Submitted to: American Society of Sugar Cane Technologists
Publication Type: Peer Reviewed Journal
Publication Acceptance Date: 4/14/1998
Publication Date: N/A
Interpretive Summary: Sugarcane and related grasses have been used in the basic breeding program to expand the genetic base of commercial sugarcane, transfer of desired characteristics, and explore the heterotic effect on yield and sugar content. Genetic information is needed so that desired characters can be effectively used in sugarcane breeding programs. Progeny produced by mating interspecific and intergeneric hybrids as females with commercial cultivars as males were used to estimate the fraction of the phenotypic variability transmitted from parents to offsprings. Both morphological (stalk: height, number, diameter and weight) and juice-quality (Brix, sucrose content and purity) characters were evaluated. Estimates of heritability varied considerably and were dependent on the methods of estimation and characters. Heritability of Brix and percent sucrose was consistently moderate, but heritability estimates for the other five characters varied. Information on heritability of morphological and juice-quality characters from backcross populations of interspecific and intergeneric sugarcane hybrids should assist in establishing more effective backcrossing and selection strategies for the germplasm utilization.
Technical Abstract: Saccharum spontaneum, Erianthus sp., and Miscanthus sp. have been used through interspecific and intergeneric hybridizations to transfer desired characters to cultivated sugarcane.
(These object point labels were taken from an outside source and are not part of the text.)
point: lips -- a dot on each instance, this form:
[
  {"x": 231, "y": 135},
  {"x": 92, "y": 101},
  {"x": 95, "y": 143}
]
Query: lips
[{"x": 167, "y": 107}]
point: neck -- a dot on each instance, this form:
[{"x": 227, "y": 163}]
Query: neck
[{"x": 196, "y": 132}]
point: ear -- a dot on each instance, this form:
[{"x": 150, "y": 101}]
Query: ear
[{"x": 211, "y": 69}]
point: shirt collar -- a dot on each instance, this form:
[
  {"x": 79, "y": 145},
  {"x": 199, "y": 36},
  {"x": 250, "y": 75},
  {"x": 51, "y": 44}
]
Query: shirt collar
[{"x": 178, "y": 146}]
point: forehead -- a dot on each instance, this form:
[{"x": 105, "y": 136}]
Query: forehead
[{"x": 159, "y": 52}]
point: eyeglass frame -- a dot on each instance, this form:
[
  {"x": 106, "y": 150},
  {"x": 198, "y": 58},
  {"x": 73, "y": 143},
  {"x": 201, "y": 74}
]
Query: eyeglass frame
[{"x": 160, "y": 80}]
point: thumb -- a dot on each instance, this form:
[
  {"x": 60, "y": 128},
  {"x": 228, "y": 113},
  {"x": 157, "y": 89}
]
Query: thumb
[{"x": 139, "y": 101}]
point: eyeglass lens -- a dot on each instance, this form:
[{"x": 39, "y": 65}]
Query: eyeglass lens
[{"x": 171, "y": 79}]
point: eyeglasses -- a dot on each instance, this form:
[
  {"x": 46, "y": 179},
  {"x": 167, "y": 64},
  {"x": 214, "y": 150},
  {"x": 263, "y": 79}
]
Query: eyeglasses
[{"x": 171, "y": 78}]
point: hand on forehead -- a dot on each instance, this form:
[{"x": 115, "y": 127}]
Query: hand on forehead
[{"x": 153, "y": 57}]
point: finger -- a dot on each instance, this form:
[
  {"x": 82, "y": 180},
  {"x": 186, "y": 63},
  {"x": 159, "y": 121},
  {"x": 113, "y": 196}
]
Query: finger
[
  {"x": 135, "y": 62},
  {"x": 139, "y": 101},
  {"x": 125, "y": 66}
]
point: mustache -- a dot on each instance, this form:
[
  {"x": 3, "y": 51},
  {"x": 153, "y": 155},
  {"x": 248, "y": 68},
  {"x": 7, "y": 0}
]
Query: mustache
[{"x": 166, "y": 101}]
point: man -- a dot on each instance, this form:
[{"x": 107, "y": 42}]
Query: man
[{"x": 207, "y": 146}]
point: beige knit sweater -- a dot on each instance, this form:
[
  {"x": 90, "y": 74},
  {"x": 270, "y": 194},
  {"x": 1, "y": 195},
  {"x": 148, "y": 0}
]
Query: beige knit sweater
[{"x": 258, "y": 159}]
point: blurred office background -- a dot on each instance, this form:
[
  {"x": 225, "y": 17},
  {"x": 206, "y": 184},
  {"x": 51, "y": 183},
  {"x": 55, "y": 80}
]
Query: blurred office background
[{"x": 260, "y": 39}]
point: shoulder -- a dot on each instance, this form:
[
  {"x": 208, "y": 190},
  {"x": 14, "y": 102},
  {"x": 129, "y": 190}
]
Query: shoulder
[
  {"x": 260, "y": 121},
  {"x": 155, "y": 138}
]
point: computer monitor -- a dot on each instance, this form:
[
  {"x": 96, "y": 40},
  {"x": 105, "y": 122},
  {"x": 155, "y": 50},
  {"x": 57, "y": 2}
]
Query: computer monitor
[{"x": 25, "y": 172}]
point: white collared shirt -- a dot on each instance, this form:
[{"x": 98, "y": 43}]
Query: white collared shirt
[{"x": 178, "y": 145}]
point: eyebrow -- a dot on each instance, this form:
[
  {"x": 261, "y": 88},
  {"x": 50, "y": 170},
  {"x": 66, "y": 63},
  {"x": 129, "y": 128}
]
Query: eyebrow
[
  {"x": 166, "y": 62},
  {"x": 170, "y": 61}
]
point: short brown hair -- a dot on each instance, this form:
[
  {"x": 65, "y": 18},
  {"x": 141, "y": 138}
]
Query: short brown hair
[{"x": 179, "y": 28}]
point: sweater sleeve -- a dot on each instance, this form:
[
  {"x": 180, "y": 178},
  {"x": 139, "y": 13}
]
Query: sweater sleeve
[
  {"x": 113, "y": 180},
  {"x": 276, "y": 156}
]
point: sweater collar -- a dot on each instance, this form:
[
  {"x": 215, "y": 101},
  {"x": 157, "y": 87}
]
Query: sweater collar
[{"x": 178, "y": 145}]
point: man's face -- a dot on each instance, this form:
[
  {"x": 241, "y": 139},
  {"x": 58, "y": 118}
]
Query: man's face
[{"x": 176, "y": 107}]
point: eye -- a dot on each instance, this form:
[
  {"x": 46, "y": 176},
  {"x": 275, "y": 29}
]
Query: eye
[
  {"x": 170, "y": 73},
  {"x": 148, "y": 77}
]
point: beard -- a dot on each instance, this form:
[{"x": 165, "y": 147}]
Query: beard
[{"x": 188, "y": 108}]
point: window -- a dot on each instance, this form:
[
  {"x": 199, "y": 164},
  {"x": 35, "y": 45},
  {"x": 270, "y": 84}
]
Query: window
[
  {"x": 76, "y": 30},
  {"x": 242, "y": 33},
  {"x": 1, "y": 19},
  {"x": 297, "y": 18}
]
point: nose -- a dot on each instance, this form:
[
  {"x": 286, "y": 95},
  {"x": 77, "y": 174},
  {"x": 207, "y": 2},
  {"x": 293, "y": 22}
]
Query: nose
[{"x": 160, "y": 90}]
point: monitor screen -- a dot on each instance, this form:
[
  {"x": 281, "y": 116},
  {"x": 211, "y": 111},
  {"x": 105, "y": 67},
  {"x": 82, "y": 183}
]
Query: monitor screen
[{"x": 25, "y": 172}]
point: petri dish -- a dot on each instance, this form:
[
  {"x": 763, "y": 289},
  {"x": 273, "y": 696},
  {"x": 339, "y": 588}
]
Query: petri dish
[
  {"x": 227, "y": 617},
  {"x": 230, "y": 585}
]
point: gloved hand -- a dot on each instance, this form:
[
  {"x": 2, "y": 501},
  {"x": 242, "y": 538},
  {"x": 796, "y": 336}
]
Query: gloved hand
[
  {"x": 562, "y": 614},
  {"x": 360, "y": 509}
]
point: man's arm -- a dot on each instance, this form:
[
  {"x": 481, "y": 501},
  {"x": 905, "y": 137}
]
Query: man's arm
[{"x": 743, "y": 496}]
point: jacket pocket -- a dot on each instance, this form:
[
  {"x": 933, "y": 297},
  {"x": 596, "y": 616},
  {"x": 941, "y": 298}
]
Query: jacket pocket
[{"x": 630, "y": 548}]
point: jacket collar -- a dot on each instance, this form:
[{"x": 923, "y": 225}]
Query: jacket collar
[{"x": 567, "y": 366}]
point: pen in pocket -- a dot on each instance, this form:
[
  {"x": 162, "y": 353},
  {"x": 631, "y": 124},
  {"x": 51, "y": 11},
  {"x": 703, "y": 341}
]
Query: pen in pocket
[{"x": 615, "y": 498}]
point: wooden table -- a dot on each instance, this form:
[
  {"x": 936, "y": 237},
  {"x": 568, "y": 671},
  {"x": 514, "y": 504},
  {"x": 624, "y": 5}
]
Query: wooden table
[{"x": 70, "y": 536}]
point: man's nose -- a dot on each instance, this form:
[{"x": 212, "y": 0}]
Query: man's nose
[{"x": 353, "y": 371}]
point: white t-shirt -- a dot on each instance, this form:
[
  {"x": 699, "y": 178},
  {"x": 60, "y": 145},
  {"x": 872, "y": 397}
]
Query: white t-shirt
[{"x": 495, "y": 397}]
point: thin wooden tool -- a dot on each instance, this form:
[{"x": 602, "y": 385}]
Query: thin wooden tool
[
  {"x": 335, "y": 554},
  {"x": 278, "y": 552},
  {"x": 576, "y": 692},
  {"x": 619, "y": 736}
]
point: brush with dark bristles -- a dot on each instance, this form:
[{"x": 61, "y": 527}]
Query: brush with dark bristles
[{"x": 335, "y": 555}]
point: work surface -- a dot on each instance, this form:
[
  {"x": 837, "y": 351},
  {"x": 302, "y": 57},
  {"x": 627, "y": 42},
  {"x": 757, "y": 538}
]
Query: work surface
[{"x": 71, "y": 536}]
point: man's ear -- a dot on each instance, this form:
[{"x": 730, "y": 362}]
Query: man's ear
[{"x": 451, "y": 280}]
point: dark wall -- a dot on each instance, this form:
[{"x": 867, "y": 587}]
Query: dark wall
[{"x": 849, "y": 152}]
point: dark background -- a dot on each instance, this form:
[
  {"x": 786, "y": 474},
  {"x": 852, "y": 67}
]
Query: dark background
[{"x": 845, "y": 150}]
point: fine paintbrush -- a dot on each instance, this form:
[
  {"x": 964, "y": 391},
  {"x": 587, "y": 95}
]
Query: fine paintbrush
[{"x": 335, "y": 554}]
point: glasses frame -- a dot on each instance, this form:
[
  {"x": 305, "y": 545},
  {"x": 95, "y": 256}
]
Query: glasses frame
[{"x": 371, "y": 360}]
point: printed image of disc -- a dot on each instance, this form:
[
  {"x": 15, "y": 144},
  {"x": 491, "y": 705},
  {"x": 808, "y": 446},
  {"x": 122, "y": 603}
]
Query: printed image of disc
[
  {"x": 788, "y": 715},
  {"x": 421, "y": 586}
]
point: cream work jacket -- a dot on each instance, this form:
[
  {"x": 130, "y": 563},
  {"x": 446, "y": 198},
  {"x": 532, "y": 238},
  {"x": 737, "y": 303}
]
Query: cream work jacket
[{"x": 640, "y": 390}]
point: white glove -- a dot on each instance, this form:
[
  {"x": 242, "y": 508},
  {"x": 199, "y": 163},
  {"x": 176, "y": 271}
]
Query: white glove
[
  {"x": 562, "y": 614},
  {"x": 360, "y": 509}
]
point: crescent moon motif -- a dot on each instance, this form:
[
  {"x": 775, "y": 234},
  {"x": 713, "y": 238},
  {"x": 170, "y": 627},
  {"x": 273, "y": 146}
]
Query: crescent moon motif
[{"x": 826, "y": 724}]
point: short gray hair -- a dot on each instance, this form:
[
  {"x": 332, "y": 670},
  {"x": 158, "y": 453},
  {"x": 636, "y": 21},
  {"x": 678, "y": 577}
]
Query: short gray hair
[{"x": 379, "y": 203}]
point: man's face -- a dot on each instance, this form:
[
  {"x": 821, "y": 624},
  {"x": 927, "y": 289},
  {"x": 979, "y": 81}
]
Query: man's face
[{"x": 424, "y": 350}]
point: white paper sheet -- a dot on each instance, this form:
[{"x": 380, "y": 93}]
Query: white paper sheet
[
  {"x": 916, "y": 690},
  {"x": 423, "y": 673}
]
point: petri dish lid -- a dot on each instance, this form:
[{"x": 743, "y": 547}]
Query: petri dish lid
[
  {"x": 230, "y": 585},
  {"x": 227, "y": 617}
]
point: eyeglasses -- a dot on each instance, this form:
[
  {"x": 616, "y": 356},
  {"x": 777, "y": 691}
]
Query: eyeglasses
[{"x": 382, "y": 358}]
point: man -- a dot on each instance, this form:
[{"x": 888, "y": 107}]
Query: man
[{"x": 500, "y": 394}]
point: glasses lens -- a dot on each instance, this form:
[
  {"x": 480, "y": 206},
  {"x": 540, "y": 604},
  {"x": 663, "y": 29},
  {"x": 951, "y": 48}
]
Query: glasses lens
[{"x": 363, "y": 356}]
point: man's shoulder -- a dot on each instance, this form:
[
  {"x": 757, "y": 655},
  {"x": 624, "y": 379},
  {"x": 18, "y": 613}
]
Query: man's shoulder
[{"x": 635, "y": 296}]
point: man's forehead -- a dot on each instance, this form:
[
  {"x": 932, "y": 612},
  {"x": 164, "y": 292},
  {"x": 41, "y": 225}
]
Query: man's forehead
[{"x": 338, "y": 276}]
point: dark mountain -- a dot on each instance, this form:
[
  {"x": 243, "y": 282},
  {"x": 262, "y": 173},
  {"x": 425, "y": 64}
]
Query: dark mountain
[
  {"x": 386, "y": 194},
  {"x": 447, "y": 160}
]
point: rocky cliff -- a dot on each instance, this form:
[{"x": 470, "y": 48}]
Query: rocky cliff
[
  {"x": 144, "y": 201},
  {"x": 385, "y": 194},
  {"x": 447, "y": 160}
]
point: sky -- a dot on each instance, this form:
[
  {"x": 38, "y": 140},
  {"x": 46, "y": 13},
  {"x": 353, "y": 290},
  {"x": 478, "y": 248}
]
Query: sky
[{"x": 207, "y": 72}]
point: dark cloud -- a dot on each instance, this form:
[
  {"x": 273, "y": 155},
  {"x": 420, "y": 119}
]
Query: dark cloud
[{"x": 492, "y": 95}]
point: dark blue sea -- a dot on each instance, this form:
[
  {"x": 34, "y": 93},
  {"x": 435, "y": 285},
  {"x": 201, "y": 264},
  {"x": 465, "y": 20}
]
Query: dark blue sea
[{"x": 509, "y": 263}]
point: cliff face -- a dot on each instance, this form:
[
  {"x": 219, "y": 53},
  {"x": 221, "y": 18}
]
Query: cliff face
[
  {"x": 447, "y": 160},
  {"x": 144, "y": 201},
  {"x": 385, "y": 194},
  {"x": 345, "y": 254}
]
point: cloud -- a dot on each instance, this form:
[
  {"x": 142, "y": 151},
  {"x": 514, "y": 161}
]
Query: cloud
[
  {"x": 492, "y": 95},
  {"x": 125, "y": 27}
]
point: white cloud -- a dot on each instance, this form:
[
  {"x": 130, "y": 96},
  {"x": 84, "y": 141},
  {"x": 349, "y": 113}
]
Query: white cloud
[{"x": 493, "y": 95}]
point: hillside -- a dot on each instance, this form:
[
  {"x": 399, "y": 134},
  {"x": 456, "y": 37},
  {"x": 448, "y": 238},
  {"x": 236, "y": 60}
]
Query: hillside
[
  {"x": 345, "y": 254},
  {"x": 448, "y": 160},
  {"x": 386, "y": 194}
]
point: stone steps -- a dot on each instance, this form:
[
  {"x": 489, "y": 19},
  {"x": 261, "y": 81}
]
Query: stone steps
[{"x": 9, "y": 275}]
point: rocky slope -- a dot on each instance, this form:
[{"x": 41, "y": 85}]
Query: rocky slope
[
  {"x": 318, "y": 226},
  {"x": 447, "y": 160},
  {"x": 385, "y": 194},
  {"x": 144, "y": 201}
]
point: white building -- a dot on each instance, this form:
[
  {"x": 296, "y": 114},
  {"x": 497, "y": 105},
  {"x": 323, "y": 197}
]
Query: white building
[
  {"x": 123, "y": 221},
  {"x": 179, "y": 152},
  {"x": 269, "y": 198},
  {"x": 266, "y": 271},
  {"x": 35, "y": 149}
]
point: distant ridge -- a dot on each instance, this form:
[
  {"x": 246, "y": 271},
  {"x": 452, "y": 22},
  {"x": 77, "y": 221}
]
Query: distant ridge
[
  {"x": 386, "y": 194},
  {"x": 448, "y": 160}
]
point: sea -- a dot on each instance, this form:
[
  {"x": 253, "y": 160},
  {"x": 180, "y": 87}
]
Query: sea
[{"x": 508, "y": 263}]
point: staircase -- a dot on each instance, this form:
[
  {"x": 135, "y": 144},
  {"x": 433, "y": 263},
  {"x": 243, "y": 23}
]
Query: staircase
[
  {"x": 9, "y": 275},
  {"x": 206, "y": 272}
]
BC2 progenies produced by mating four BC1 hybrids (one interspecific and three intergeneric) as females with three commercial cultivars as males were used to estimate heritability for both morphological (stalk: height, number, diameter and weight) and juice-quality (Brix, sucrose content and purity) characters. Female effects were significant for all characters, but only juice-quality characters showed significant male and male-female interaction effects. Additive genetic variance was greater and more important than non-additive genetic variance for most characters except stalk height and stalk number. The ratios of genetic to non-genetic variance showed there was some degree of overdominance for genes affecting both stalk height and stalk number, but there was little or no dominance for genes affecting either character. Estimates of heritability varied considerably and were dependent on the method of estimation and characters. Heritability of both Brix and sucrose content was consistently moderate, but heritability estimates for the other five characters varied.